From above, we note that there are 5 unique values of ratings column. Let us frame a rule wherein if the rating is more than 2.0 then the sentiment is deemed as positive while it is negative otherwise.

In [None]:
# creating sentiment data
sentiment = [1 if r>2 else 0 for r in ratings]

In [None]:
# getting all the words of total data
word_dict = [word for sent in review_text for word in sent.split(' ')]

# checking the total dictionary size of the reviews corpus
dict_size = len(set(word_dict))
dict_size

57715

Next, we will encode each words in the sentence with the tf.keras onehot encooding. One-hot encodes a text into a list of word indexes of size dictionary.

In [None]:
encodsent = [one_hot(sent, dict_size) for sent in review_text]

In [None]:
# checking the matrix length of review
max_len_sentence = max([len(sent) for sent in encodsent])
max_len_sentence

2059

We will set the size of review as max and padd the other review with zeros, so that there reviews could be fed into our model.

In [None]:
padmysent = pad_sequences(encodsent, maxlen=max_len_sentence, padding='pre')
print(padmysent)

[[    0     0     0 ... 12803  6611 52210]
 [    0     0     0 ... 41378  3644 38023]
 [    0     0     0 ... 34239 52947 39297]
 ...
 [    0     0     0 ... 52947 30942 32089]
 [    0     0     0 ... 51034 53601 15784]
 [    0     0     0 ... 18973 18973 56253]]


In [None]:
# train-test split

train_size = int(len(padmysent)*.8)
X_train, X_test = padmysent[:train_size], padmysent[train_size:]
y_train, y_test = np.array(sentiment[:train_size]), np.array(sentiment[train_size:])

In [None]:
# model building
mymodel = Sequential()

# this layer turns positive integers (indexes) into dense vectors of size fed. Here the size is 10
mymodel.add(Embedding(dict_size, 10, input_length=max_len_sentence))

mymodel.add(Flatten())

mymodel.add(Dense(1, activation = 'sigmoid'))

In [None]:
# compiling the model
mymodel.compile(optimizer='adam',loss='binary_crossentropy', metrics=['accuracy'])

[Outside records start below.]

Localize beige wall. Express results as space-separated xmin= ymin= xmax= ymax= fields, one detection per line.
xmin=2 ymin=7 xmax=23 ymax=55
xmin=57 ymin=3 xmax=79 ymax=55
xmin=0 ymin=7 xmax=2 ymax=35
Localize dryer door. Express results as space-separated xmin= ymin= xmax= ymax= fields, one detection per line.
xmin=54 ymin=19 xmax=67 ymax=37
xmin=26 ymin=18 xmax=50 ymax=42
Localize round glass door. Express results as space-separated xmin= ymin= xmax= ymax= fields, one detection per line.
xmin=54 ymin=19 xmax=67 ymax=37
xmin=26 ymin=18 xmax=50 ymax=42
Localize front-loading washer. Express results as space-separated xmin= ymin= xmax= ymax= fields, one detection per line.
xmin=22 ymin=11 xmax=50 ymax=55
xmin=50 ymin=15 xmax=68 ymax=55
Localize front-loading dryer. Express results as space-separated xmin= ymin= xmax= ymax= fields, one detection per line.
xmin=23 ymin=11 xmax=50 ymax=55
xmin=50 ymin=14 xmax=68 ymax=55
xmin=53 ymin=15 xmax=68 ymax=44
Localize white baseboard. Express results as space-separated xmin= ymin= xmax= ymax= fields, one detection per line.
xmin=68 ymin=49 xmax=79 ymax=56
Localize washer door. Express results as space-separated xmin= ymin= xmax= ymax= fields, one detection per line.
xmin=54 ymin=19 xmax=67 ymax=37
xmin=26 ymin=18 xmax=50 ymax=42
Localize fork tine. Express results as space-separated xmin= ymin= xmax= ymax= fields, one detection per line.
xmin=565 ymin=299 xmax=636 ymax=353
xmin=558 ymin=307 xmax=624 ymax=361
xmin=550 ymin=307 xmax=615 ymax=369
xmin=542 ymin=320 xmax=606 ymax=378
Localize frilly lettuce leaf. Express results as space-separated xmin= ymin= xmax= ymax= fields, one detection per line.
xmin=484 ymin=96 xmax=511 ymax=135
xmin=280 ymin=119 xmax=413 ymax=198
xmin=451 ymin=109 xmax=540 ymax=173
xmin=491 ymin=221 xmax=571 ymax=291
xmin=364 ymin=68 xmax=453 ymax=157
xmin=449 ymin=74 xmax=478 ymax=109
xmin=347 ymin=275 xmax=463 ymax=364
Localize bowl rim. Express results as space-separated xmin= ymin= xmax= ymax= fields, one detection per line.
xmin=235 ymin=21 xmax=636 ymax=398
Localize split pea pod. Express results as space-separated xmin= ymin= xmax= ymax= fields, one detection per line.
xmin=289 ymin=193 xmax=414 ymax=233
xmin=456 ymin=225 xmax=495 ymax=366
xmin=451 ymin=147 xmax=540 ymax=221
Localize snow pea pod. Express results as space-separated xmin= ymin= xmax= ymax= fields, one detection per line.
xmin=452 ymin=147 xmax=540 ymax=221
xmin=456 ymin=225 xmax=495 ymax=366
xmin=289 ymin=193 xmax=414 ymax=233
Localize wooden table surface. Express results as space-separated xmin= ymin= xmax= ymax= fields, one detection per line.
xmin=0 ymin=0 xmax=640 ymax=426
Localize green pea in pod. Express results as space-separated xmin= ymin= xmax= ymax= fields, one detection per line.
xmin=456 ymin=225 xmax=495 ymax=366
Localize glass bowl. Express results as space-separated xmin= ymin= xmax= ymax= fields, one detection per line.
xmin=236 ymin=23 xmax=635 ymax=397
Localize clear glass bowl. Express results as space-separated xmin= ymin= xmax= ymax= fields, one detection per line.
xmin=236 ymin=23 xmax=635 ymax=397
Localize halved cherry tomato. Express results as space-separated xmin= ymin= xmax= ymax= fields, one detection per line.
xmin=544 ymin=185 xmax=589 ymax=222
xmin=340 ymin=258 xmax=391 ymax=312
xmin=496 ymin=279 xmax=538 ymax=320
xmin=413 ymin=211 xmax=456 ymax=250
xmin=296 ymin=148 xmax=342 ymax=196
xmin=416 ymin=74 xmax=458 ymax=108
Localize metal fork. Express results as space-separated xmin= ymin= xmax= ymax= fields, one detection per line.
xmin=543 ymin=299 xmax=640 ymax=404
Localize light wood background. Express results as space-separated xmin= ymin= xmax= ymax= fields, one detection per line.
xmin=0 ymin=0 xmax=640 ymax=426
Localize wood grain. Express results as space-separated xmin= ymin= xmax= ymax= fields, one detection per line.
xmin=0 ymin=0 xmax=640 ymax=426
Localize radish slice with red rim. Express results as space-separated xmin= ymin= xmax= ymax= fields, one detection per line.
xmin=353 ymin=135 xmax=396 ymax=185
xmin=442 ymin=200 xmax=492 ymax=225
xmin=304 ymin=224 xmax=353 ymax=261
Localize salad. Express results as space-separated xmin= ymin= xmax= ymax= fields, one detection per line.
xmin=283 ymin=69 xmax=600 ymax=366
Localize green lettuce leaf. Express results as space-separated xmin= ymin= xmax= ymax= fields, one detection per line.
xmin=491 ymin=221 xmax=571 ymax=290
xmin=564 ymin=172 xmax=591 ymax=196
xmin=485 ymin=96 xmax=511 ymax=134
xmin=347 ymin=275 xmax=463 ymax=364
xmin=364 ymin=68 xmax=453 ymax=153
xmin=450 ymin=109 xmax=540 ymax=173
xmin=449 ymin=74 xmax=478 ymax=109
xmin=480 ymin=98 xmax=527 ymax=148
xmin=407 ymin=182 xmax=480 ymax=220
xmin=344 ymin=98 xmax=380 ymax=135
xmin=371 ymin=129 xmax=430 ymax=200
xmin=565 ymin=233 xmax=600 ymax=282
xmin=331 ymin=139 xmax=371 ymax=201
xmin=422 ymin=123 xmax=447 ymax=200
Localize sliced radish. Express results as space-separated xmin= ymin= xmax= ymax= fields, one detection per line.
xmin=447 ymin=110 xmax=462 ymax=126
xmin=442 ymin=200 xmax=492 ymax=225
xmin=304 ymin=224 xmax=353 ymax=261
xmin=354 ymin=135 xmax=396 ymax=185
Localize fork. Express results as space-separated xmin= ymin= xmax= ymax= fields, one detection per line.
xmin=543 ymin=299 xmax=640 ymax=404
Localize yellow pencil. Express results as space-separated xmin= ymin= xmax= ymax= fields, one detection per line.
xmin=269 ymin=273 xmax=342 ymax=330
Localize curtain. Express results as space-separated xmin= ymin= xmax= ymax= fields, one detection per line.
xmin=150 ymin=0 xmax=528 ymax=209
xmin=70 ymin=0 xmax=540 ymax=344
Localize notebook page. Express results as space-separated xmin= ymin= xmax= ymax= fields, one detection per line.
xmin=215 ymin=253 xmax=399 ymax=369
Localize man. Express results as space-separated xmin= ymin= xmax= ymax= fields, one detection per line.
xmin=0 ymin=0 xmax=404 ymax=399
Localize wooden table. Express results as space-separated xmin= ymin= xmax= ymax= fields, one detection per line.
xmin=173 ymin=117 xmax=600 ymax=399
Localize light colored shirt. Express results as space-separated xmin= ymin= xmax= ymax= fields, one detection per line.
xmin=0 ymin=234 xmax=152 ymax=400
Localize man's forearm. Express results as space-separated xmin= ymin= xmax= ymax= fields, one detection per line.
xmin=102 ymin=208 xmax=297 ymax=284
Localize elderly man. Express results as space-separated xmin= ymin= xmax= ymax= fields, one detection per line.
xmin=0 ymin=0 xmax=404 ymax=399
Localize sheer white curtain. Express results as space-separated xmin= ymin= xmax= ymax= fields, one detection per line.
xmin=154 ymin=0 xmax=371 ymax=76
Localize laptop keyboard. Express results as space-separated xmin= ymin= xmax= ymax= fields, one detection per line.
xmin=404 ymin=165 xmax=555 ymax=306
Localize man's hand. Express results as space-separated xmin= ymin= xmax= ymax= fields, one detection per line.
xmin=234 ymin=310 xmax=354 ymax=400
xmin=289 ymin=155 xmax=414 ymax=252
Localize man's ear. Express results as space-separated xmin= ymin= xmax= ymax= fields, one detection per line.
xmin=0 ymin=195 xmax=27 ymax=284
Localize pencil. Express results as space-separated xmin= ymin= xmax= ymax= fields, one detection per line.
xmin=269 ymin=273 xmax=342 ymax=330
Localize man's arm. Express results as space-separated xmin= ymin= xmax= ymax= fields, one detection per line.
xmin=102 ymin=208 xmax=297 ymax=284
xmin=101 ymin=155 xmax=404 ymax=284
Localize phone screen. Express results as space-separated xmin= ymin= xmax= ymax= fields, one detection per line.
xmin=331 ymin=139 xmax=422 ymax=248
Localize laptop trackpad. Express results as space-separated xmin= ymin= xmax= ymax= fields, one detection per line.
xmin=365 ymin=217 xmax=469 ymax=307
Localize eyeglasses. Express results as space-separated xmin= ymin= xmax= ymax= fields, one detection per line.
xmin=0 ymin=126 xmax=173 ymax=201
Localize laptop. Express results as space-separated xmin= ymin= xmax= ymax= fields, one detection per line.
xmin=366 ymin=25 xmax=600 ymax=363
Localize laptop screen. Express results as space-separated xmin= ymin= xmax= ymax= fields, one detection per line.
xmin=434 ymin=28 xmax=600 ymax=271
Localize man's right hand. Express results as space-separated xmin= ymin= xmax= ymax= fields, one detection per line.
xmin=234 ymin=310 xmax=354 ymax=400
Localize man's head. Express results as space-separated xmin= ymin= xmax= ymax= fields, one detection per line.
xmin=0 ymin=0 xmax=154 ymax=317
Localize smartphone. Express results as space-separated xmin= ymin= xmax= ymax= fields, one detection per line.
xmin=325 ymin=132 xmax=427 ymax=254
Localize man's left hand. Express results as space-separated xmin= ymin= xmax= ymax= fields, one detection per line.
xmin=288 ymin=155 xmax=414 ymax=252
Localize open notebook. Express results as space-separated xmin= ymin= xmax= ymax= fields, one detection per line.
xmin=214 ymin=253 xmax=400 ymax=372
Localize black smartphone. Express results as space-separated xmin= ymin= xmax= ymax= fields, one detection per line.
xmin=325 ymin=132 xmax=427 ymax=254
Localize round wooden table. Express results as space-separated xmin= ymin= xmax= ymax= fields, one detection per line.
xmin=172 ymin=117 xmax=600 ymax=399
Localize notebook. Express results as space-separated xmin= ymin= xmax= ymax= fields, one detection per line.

Here we have set loss as `binary_crossentropy` (Computes the cross-entropy loss between true labels and predicted labels.) and metric value as `accuracy`

In [None]:
# checking the model summary
mymodel.summary()

Model: "sequential"
_________________________________________________________________
 Layer (type)                Output Shape              Param #   
 embedding (Embedding)       (None, 2059, 10)          577150    
                                                                 
 flatten (Flatten)           (None, 20590)             0         
                                                                 
 dense (Dense)               (None, 1)                 20591     
                                                                 
Total params: 597,741
Trainable params: 597,741
Non-trainable params: 0
_________________________________________________________________


In [None]:
# model training
mymodel.fit(X_train, y_train, epochs=5)

Epoch 1/5
Epoch 2/5
Epoch 3/5
Epoch 4/5
Epoch 5/5


<keras.callbacks.History at 0x7fe126dbc090>

In [None]:
# predicting
pred = mymodel.predict(X_test)

In [None]:
pred[:5]

array([[0.9788058],
       [0.9960004],
       [0.9993549],
       [0.9978851],
       [0.9938103]], dtype=float32)

Here the output is probabilties. So we need to convert them back the firm labels to check the metric values. Lets set a rule wherein class is 1 if probability if more than 0.5 and 0 otherwise. We can of course change the same to achieve higher metric value.

In [None]:
thres=0.5
pred_label = [1 if p[0]>thres else 0 for p in pred]

In [None]:
# checking the different metric value
from sklearn.metrics import confusion_matrix, accuracy_score

print(confusion_matrix(y_test, pred_label))
print(accuracy_score(y_test, pred_label))

[[   8  101]
 [   0 1944]]
0.950803701899659


**Conclusion:** Form the above, we conclude that we can train a basic sentiment analysis model with few number of iterations and a reliable text corpus.